At 4:30 PM on Wednesday, the Congressional Budget Office released its report on the American Health Care Act and, as expected, it was not pretty. According to the report, 14 million Americans would lose their health insurance next year if the bill was made law, and 23 million would lose their insurance over the next ten years. Millions more would also have health insurance that was insurance in name only, precisely what Republicans make such a fuss about when it comes to Obamacare. According to a separate analysis, the bill would cut $662 billion in taxes, much of it for the wealthy.
As my colleague Brian Beutler wrote shortly after the bill was passed, the CBO score shows that the bill guts coverage for people with pre-existing conditions and the poor, two groups that Republicans have repeatedly and strenuously said would be covered.
None of this is surprising—this CBO report is very similar to the last one—but it only serves to make the House’s passage of this bill more craven and repugnant. It was solely for political reasons that the AHCA was rushed through the House before it could be scored. Paul Ryan rightfully feared that a report like this would spook House Republicans, particularly those in vulnerable seats. Republicans will stress that the CBO often gets things wrong, but this is an exceedingly weak argument, given the extent of the potential damage.

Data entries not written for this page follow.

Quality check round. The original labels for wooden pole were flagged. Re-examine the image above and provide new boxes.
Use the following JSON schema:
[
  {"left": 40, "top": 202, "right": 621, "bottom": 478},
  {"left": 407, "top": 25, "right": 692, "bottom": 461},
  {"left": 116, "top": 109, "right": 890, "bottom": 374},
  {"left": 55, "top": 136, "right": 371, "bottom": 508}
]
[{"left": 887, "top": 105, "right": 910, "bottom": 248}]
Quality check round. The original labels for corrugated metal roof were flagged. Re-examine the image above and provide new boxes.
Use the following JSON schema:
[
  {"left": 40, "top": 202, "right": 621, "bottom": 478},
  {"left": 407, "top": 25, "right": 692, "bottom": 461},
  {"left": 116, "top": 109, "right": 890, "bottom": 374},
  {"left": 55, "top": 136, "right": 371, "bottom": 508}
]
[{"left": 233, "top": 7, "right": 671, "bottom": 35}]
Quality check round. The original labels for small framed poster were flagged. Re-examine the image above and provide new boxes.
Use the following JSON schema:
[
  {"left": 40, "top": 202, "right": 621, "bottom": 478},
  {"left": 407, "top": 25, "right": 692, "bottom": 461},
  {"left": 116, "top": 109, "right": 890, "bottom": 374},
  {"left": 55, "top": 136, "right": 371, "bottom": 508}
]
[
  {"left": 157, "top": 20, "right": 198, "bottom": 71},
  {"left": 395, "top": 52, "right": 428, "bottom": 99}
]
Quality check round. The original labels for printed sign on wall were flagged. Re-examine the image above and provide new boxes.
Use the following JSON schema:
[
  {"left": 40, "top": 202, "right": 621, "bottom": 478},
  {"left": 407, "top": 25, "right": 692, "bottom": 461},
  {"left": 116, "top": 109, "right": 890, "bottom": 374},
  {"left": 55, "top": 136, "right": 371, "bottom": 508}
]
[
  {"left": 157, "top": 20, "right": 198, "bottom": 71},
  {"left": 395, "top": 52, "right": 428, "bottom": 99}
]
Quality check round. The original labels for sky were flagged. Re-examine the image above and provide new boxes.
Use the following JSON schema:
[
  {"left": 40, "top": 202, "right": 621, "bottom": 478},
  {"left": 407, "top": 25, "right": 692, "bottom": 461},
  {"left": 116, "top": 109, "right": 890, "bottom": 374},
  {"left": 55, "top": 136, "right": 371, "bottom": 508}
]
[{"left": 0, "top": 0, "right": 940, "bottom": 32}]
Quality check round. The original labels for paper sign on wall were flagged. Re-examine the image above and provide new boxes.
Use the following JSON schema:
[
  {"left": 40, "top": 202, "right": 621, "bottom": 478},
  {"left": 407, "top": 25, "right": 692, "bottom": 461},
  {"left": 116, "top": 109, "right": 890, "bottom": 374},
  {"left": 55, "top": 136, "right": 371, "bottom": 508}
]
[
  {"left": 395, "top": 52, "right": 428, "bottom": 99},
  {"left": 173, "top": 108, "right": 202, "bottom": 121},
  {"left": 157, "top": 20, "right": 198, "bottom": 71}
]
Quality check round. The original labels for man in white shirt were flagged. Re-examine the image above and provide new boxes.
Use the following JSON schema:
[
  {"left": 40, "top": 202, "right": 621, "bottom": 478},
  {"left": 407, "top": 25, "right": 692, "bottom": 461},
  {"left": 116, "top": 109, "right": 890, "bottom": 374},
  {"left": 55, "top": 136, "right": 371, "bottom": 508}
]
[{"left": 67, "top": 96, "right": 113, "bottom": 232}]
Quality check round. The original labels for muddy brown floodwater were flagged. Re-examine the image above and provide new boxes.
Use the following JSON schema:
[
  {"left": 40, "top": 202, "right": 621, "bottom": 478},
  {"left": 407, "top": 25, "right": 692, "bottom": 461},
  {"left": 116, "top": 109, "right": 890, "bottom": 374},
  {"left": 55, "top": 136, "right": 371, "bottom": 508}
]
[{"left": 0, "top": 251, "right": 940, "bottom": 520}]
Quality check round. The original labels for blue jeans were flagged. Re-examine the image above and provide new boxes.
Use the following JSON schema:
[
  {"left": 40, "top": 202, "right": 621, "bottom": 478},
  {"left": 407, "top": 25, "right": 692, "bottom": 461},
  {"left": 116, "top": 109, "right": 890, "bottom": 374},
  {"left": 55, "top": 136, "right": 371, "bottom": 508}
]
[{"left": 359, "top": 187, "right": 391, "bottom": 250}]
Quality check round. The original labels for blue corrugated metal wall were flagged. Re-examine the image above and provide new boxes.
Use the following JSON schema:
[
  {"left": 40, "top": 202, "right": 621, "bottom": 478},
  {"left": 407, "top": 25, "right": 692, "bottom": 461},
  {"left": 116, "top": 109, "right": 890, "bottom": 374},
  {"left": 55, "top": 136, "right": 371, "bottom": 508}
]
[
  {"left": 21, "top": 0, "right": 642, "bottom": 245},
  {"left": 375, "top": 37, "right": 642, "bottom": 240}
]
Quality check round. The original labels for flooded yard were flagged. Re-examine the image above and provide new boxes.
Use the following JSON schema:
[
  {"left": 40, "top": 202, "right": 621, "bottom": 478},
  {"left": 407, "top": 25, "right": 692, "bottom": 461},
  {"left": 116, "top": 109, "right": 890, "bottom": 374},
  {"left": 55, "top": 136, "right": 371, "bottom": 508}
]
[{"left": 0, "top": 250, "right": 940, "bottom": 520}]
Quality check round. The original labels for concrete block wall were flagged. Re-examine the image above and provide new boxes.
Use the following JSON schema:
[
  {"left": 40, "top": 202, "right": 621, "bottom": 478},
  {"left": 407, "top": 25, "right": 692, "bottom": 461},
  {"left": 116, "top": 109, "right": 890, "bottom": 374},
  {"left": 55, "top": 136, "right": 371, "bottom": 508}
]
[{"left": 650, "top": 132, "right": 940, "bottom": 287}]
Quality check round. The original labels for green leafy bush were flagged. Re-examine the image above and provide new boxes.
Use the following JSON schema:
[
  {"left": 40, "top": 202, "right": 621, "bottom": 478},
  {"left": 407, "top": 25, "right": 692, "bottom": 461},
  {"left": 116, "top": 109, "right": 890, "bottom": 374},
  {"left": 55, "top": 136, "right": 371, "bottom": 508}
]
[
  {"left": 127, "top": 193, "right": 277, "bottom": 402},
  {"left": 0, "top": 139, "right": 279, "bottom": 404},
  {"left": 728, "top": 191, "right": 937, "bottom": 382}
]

There was also the sense that something, anything had to be passed so the Senate would start moving on its own approach to health care reform. But this terrible CBO score will put an enormous amount of pressure on senators to produce a less draconian bill. It is likely to push the Senate in a more moderate direction, particularly when it comes to Medicaid. That, in turn, may be too much to stomach for the Freedom Caucus and other House Republicans. In any case, Senate Republicans are painted into a corner—and their only response may be to push something equally, if not more, craven.
This is still the Republican Party in 2017 we’re talking about, so anything’s possible. If the Senate does produce its own version of the AHCA, however, and it goes to conference, the distance between the two bills might be too large to overcome. By pushing this terrible bill through before the CBO could score it, House Republicans may have screwed the Senate—and the AHCA. If we’re lucky, at least.